Mysterious ‘polio-like’ illness AFM is likely more widespread than reported, experts say

A “polio-like” condition that has left children in 22 states paralyzed may be more widespread than previously announced due to inadequate testing protocols and voluntary reporting requirements, experts say.
(Mark Edward Atkinson/Getty Images)

A “polio-like” condition that has left children in 22 states paralyzed may be more widespread than previously announced due to inadequate testing protocols and voluntary reporting requirements, experts say.

The Centers for Disease Control and Prevention reported that there have been 62 confirmed cases of Acute Flaccid Myelitis so far this year.

Since the first known outbreak of AFM in 2014, the devastating illness has reemerged with at least 50 confirmed cases between August and October in even-numbered years.

AFM often begins with signs of a respiratory infection but quickly progresses. Within a few hours, patients may have difficulty breathing and develop “flaccid weakness,” and one or more limbs may become paralyzed.


The emergence of AFM — also known as Acute Flaccid Paralysis, or AFP — coincided with a 2014 outbreak of EV-D68, an enterovirus associated with respiratory illness.

While a number of factors can cause AFM, including viruses, environmental toxins and genetic disorders, the exact cause of most cases isn’t known.

“I think the challenge is that we haven’t found one specific virus that is causing these complications,” said Dr. Devorah Segal, a pediatric neurology expert at Weill Cornell Medical College and NewYork-Presbyterian Hospital.

“I don’t think we really understand why there have been peaks at these two-year intervals.”

What you need to know about the ‘polio-like’ illness popping up around the U.S. »

AFM and polio, which has been eradicated in most areas of the world, share some similarities and some differences.

Polio inhabits the gastrointestinal tract and replicates in the stomach and intestines. Common symptoms include stomach pain and nausea.

Enteroviruses like EV-D68, meanwhile, show signs of respiratory infections and can spread through airborne contact. They replicate in the back of the throat and can be detected through a swab taken through the nose to the back of the throat.

This means the kinds of tests that are used to detect polio — such as stool samples — may not be effective in detecting an enterovirus, potentially causing the outbreak. Tests of spinal fluid have also been used to try to detect the presence of a virus, but like polio, enteroviruses are often not detectable in spinal fluid although a patient may be infected.
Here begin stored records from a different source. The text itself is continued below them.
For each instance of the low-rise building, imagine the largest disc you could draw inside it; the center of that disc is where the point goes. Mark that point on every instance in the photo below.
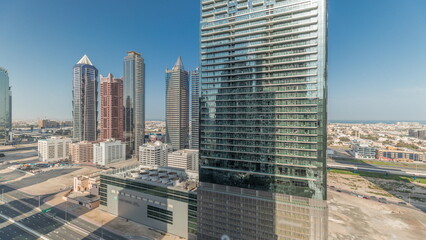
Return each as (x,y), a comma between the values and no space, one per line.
(54,149)
(109,151)
(186,159)
(85,184)
(161,198)
(394,154)
(81,152)
(46,123)
(359,150)
(154,153)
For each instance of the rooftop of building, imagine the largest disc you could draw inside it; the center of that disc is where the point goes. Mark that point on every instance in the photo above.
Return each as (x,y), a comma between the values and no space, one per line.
(168,177)
(182,151)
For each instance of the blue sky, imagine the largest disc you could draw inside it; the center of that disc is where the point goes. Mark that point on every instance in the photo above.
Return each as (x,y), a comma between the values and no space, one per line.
(377,53)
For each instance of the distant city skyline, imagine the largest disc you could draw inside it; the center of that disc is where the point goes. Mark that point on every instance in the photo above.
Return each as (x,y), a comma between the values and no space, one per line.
(366,80)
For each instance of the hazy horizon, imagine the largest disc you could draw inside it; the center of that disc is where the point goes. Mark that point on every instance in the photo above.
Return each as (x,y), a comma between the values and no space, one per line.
(42,40)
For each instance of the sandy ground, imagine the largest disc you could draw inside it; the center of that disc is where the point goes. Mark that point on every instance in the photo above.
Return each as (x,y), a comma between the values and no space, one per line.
(392,190)
(352,218)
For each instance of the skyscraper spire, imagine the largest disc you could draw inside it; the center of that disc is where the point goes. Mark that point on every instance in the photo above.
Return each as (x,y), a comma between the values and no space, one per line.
(85,60)
(178,64)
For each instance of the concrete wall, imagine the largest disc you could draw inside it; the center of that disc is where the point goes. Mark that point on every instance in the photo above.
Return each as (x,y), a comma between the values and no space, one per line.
(133,205)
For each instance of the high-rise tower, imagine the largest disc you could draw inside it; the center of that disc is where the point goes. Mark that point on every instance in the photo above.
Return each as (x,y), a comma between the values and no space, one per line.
(5,106)
(263,120)
(195,108)
(177,106)
(112,109)
(134,102)
(85,100)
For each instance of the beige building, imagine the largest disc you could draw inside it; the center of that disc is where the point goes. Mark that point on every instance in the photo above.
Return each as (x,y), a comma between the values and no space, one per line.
(86,184)
(54,149)
(186,159)
(81,152)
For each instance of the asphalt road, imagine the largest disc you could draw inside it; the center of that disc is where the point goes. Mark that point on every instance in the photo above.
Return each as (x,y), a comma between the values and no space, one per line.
(11,231)
(51,223)
(38,222)
(378,167)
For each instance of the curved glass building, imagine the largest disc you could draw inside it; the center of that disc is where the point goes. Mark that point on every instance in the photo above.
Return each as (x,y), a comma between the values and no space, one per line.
(85,100)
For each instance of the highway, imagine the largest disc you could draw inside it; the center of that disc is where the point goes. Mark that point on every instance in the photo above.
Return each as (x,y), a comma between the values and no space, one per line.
(56,224)
(348,165)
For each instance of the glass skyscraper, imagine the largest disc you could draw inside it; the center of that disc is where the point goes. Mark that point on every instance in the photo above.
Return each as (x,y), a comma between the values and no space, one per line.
(5,106)
(177,106)
(263,119)
(85,100)
(134,102)
(195,108)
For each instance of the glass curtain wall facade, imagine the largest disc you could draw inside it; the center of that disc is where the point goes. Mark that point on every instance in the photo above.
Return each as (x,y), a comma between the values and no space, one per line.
(5,106)
(263,119)
(195,108)
(85,100)
(134,102)
(177,106)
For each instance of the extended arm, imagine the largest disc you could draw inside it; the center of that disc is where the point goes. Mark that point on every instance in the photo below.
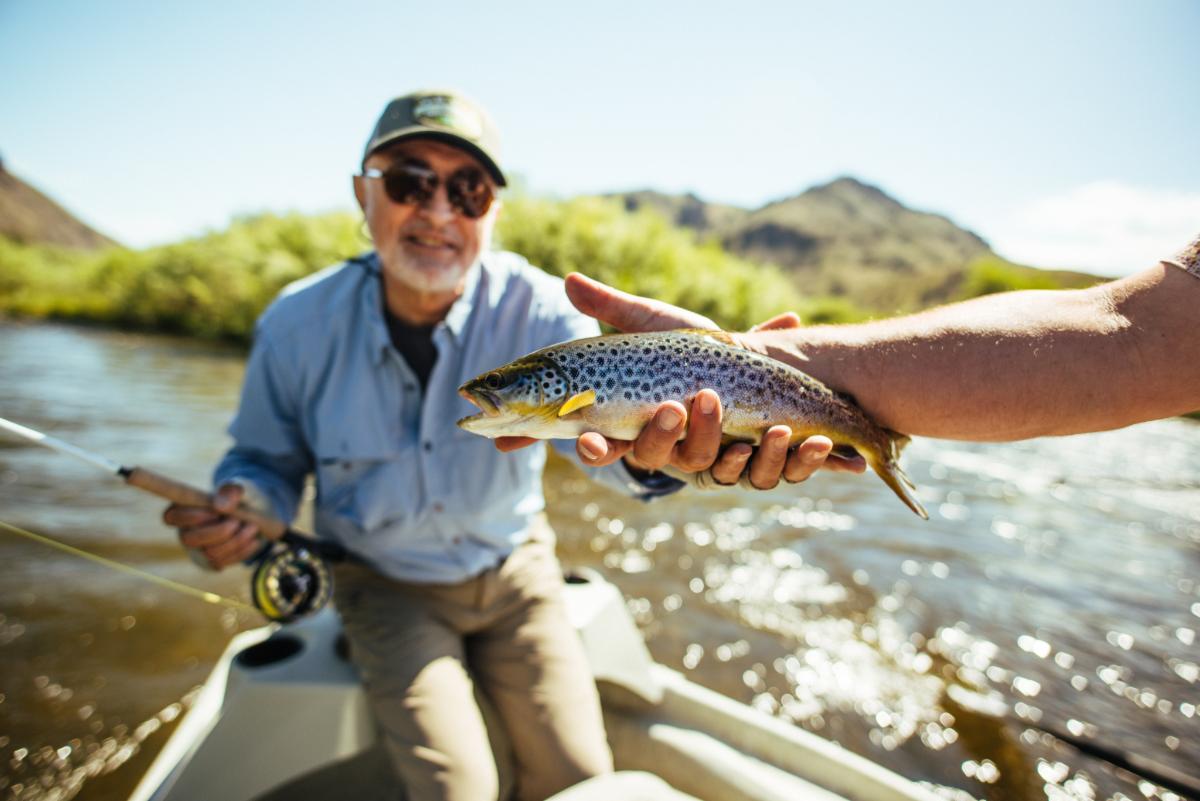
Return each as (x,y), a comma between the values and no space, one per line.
(1017,365)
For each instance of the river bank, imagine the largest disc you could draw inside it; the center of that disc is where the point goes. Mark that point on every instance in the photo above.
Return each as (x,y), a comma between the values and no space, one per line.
(1056,577)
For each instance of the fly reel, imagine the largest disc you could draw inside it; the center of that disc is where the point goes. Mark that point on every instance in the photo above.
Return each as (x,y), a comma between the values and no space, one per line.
(291,582)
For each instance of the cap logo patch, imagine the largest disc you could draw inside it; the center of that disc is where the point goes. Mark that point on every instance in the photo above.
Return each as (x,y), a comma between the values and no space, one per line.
(445,113)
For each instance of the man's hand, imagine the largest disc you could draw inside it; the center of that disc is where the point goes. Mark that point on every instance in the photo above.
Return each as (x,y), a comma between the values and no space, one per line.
(222,540)
(659,444)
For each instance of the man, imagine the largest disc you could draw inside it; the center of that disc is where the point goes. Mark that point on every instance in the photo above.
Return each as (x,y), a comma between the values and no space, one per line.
(453,582)
(1002,367)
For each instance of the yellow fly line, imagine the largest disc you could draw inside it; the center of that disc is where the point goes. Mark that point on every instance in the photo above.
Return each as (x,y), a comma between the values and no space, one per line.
(183,589)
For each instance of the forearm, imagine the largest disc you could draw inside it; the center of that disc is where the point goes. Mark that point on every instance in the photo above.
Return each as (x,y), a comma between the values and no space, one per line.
(1017,365)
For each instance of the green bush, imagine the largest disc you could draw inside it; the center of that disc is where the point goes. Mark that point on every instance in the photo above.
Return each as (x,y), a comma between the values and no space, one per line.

“To date, no pathogen (germ) has been consistently detected in the patients’ spinal fluid; a pathogen detected in the spinal fluid would be good evidence to indicate the cause of AFM since this condition affects the spinal cord,” the CDC wrote.

62 cases of ‘polio-like’ illness causing paralysis in children confirmed across 22 states »

Completing a nasal swab test where enteroviruses thrive can help pinpoint the presence of a specific virus or viruses present for people suffering from AFM, said Dr. Benjamin Greenberg, a neurologist at UT Southwestern and Children’s Health in Dallas.

“If you do that test correctly and within a few days when someone shows up with paralysis, [I think we would see that] overwhelming case of kids tested appropriately and correctly would show up with the D68 virus,” Greenberg said.

Greenberg, one of the nation’s foremost AFM researchers, has treated children with AFM when the disease spiked in previous years.

While the CDC reports the first cases of AFM connected to EV-D68 in 2014, Greenberg said there were cases that may have been linked as early as 2012 in California.

Because not all the same tests are done all the time — some hospitals and doctor’s offices don’t have the capabilities to test for specific types of enteroviruses — in addition to the lack of mandatory reporting, it is difficult to determine if other viruses besides EV-D68 are causing the AFM outbreaks.

“I still think EV-D68 may be driving a lot of this,” Greenberg said. “I can’t prove this, but there is a lot of circumstantial evidence to suggest this.

“A group in Colorado showed circulating EV-D68 would paralyze a mouse, but EV-D68 in a freezer from the ’60s did not… the virus changed, and the virus as of 2014 or 2010 was capable of causing paralysis.”

Enteroviruses rarely lead to paralysis. People who contract a virus often only have symptoms of a common cold or respiratory infection.

A number of factors could contribute to the recurring timing of the AFM outbreaks. The environment and characteristics that allow a virus to thrive — such as temperature, humidity levels or dew point — could be key in determining why the outbreaks have occurred on an every-other-year basis with most cases appearing from August to October since 2014.

While AFM remains rare, Greenberg fears that AFM could pose a more widespread threat if EV-D68 continues to mutate, and he believes the skip-year AFM trends since 2014 will continue in the future.

“If the pattern keeps up… in 2019 we will see significantly less cases,” he said. “It won’t be zero, but it will be significantly less. And I have no reason to suspect that in 2020 we won’t see an increase again.”